Pedro Sanchez : L’Homme Qui Ose Dire Non à Donald Trump… Mais à Quel Prix ?
Alors que le Premier ministre espagnol Pedro Sanchez s’érige en héros anti-Trump, les Espagnols, eux, semblent moins convaincus par son discours guerrier.
Seul contre tous ? C’est la phrase qui vient en tête quand est évoqué le nom du Premier ministre espagnol, Pedro Sanchez. Depuis l’offensive israélo-américaine en Iran, il ne cache pas son opposition et va même jusqu’à prendre des mesures concrètes. Ce lundi 30 mars, l’Espagne a annoncé interdire l’utilisation de son espace aérien aux Américains pour toutes actions qui seraient liées à cette guerre. Une interdiction qui s’ajoute à celle de l’utilisation des bases militaires américaines dans le pays, dans le cadre du conflit.
Ce qui se passe réellement
Dès le départ, Pedro Sanchez juge « illégale » cette guerre qu’il qualifie d’« erreur extraordinaire ». Après avoir mis en rogne le président américain qui avait immédiatement annoncé suspendre les échanges commerciaux entre les deux pays (ndlr : une menace toujours pas mise à exécution à ce jour), le chef du Parti socialiste et ouvrier espagnol (PSOE) avait réitéré dans un discours à l’écho mondial : « La guerre doit cesser ! Nous sommes opposés à ce désastre (…) Nous ne serons pas complices de quelque chose qui est mauvais pour le monde et qui est également contraire à nos valeurs et à nos intérêts, simplement par peur des représailles. »
L’homme qui savait dire non à Donald Trump
L’homme de 54 ans est bien seul dans son combat. Ses homologues européens, eux, adoptent des postures bien plus mesurées envers les États-Unis. Mais dans ce domaine, il n’en est pas à son coup d’essai. Durant la guerre à Gaza, il avait accusé Israël d’avoir commis un « génocide » contre les Palestiniens, alors que beaucoup s’y refusaient. Des propos qui lui avaient valu de vives critiques américaines et israéliennes.

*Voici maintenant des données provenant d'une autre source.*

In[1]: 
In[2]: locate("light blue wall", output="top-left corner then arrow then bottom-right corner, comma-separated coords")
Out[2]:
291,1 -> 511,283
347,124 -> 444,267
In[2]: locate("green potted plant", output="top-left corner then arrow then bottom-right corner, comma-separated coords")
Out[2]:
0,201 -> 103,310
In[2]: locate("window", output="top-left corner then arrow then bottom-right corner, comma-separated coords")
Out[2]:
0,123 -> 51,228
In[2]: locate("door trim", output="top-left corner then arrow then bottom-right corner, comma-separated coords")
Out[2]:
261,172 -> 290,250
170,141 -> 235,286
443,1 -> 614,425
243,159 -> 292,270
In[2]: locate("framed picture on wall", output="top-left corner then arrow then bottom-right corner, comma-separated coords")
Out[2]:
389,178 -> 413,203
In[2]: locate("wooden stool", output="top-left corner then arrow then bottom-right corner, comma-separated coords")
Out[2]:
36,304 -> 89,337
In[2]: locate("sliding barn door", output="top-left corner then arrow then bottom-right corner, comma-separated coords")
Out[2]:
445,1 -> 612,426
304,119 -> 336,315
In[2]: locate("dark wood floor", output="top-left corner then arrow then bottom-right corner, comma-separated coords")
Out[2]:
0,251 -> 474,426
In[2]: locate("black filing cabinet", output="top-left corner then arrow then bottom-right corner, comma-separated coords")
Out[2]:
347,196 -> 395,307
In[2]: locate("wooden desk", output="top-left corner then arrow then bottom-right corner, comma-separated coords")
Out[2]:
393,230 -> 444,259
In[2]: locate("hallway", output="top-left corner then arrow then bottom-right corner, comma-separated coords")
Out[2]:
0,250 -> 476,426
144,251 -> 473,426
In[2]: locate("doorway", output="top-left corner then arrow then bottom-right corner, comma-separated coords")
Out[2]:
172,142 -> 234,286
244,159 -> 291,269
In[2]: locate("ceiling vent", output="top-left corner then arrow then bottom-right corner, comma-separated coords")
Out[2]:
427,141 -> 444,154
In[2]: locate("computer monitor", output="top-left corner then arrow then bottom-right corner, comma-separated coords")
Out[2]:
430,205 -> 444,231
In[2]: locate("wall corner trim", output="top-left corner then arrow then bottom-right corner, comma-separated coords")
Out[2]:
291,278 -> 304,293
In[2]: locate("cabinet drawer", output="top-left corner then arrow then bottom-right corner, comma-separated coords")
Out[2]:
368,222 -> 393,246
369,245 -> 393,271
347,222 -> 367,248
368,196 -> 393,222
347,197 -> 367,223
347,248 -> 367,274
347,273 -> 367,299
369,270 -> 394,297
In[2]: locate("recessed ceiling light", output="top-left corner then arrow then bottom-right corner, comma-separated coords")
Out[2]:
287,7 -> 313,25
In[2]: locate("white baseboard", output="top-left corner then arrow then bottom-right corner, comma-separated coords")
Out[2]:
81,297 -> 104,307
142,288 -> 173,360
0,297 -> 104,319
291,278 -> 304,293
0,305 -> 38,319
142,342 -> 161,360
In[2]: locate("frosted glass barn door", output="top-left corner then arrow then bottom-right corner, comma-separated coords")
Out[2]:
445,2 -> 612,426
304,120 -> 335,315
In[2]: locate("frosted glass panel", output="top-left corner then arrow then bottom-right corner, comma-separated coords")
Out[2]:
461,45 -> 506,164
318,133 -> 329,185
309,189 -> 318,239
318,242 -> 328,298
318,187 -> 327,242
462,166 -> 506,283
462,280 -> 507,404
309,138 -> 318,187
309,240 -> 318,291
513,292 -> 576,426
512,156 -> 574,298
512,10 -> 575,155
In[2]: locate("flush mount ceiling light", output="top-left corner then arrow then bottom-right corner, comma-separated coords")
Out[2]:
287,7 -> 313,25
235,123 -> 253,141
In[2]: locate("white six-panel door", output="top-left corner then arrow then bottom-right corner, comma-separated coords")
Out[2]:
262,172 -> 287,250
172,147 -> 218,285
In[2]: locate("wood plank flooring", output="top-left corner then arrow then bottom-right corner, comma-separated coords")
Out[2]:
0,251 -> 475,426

Ces positions lui donnent une certaine popularité à l’international. Il apparaît comme l’homme qui dénonce alors que personne ne le fait, et surtout comme celui qui ose tenir tête à Donald Trump. Et dans l’opinion publique, ce n’est pas rien, alors que le président américain semble prendre des décisions selon le gré de ses envies. Il apparaît également comme une figure clé de la gauche européenne, et froisse l’extrême droite qui gagne du terrain dans de nombreux pays.
Pourquoi cela dérange
Mais cette bravade n’est pas sans conséquences. Au-delà du discours, les critiques fusent. Certains l’accusent d’être un « opposant opportuniste ». El Periodico de Catalunya, pourtant de centre gauche, dénonce une « gauche caviar » et un « anti-trumpisme rampant ». Réélu en 2023, il avait promis l’amnistie aux artisans du référendum illégal d’autodétermination de 2017 en Catalogne, mais n’a jamais tenu sa promesse, précipitant le départ des Catalans de son gouvernement.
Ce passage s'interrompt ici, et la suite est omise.